East Coast New Pickles

My son was bewildered by the cucumber “pickles” he was served all through his freshman year at his small college on Long Island, New York. “They aren’t sour at all,” he complained last summer. “There’s no taste of fermentation, no vinegar. I think they’re just cucumbers in salt water!”

I was puzzled, too. New Yorkers I know love to brag about their city’s traditional fermented pickles. How could a Long Island college serve unfermented cucumbers in salt water and call them pickles?

I forgot about this discussion until a few weeks later, when I got an email message from a woman named Sheila. Sheila told me about a small restaurant chain in Rhode Island, named Gregg’s, that for twenty years has served something “that’s not quite a pickle”—a cucumber that’s salty and dilly but not noticeably tart. Sheila’s husband wanted her to make some of these near-pickles, so in The Providence Journal she found a recipe, submitted by a reader, for “Taste Like Gregg’s Pickles.”

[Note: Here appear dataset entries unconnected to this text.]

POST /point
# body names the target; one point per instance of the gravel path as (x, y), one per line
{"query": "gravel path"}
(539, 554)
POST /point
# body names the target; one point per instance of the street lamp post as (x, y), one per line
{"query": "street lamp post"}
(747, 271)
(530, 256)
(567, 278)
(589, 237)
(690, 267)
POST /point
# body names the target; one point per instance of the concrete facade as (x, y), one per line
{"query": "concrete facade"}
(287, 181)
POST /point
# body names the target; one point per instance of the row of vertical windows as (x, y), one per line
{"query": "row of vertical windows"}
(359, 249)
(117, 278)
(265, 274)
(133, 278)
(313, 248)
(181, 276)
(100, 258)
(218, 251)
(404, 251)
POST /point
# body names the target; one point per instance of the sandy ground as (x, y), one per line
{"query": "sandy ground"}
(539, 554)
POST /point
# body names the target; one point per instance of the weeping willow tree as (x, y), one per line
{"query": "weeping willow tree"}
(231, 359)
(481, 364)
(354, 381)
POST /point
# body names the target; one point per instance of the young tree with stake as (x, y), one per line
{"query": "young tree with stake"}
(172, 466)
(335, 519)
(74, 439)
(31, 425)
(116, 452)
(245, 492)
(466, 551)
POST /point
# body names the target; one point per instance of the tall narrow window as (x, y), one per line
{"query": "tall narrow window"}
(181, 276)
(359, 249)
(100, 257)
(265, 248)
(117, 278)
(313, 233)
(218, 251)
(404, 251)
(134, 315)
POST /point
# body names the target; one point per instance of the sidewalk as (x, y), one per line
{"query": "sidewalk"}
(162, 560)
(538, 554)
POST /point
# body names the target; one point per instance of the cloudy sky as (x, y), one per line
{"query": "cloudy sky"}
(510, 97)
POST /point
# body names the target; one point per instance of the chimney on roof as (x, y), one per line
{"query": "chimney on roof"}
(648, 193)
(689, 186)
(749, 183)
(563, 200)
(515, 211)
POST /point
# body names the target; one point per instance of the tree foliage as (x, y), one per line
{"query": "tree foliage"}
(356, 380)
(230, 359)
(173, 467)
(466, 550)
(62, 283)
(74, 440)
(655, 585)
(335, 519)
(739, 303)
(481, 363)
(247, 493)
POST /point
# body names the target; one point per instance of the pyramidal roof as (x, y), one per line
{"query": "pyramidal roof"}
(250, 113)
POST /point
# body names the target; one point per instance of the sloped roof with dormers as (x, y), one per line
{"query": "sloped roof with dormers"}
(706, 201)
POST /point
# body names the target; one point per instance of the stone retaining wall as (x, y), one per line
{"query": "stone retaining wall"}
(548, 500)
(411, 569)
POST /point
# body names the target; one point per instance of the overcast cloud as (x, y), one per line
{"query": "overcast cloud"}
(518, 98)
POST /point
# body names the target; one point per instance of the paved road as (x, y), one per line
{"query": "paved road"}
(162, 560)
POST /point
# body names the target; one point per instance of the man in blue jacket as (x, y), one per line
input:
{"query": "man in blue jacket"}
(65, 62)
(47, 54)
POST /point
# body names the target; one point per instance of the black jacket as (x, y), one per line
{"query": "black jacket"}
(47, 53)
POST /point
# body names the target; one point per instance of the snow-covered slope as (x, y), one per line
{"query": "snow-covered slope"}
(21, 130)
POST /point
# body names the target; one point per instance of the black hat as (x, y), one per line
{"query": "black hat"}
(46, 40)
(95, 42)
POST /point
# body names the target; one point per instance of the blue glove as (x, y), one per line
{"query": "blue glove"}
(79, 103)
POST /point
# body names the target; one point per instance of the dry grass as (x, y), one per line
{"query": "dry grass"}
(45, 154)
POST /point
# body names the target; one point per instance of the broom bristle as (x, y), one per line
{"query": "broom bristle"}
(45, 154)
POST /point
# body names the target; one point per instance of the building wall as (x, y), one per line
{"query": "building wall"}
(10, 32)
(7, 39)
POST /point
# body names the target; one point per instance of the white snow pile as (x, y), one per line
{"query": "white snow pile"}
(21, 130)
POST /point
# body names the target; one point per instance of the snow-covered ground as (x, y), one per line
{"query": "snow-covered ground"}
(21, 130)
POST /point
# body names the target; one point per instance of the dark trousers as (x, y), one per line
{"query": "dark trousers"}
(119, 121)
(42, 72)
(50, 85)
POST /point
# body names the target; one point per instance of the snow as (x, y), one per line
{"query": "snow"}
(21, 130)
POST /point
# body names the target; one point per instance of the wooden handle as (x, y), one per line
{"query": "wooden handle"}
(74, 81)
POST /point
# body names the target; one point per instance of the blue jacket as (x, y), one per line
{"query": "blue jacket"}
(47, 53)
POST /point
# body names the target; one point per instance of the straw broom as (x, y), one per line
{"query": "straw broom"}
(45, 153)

The recipe starts out like one for a small batch of traditionally brined pickles: You combine cucumbers, salt, spices, garlic, and water in a two-quart jar. But then you leave the jar out at room temperature for only an hour before refrigerating it for a week. At the end of the week the cucumbers aren’t fermented, but they’re ready to eat.

Ready to eat?  Could they be pickled at all, after just a week in the fridge?

Gregg’s wouldn’t talk about its recipe, so I consulted Mike, the sales guy at Pickle Guys, a business started by former employees of the famous Guss’ Pickles when, in 2002, Guss’ left its old site on Essex Street, on the once mostly Jewish Lower East Side of Manhattan. Pickle Guys—which makes truly kosher pickles, under the supervision of a rabbi—sells a product like Gregg’s, Mike said, as “new pickles.” Mike explained that new pickles “are pretty much the least pickled, more like a salty cucumber, pickled anywhere from one to ten days. After that they will become a half-sour pickle.” Pickle Guys sells a lot of new pickles, some of them heavily seasoned with chile.

I’d already started my own batch of new pickles, adapted from the “Taste Like Gregg’s” recipe. Here is my version of—

East Coast “New Pickles”

 2 quarts 3- to 5-inch pickling cucumbers, blossom ends trimmed
8 garlic cloves
1½ tablespoon mixed pickling spices
¼ teaspoon hot pepper flakes
2 tablespoons pickling salt
4 cups water

Pack a two-quart jar tightly with the cucumbers, interspersing among them the garlic, spices, and pepper flakes. Stir the salt into the water until the water clears. Cover the cucumbers with the brine. Tightly cap the jar, let it sit at room temperature for an hour, and then store it in the refrigerator for at least a day and preferably a week.

After their first few days in the refrigerator, my son and I started tasting the new pickles. I found I actually liked these garlicky, salty, dilly cukes, despite their lack of acidity. My son liked them, too, much more than the ones he’d been served at college. They were a refreshing change from either fermented or vinegar dills. Over time they got stronger in flavor, but even after two months in the refrigerator the cucumbers showed no signs of fermentation—no graying of the skins, no bubbling or clouding of the brine. They neither soured nor spoiled before we ate them all.

While gardeners throughout the rest of the country drown in cucumbers, I wait for the first of mine to grow past cornichon stage. Never before this weirdly cool summer have I felt such a hunger for cucumbers. In a week or so, when I start bringing in cukes by the armload, I think I’ll make some new pickles. I doubt they’ll get as old as a week before we devour them all.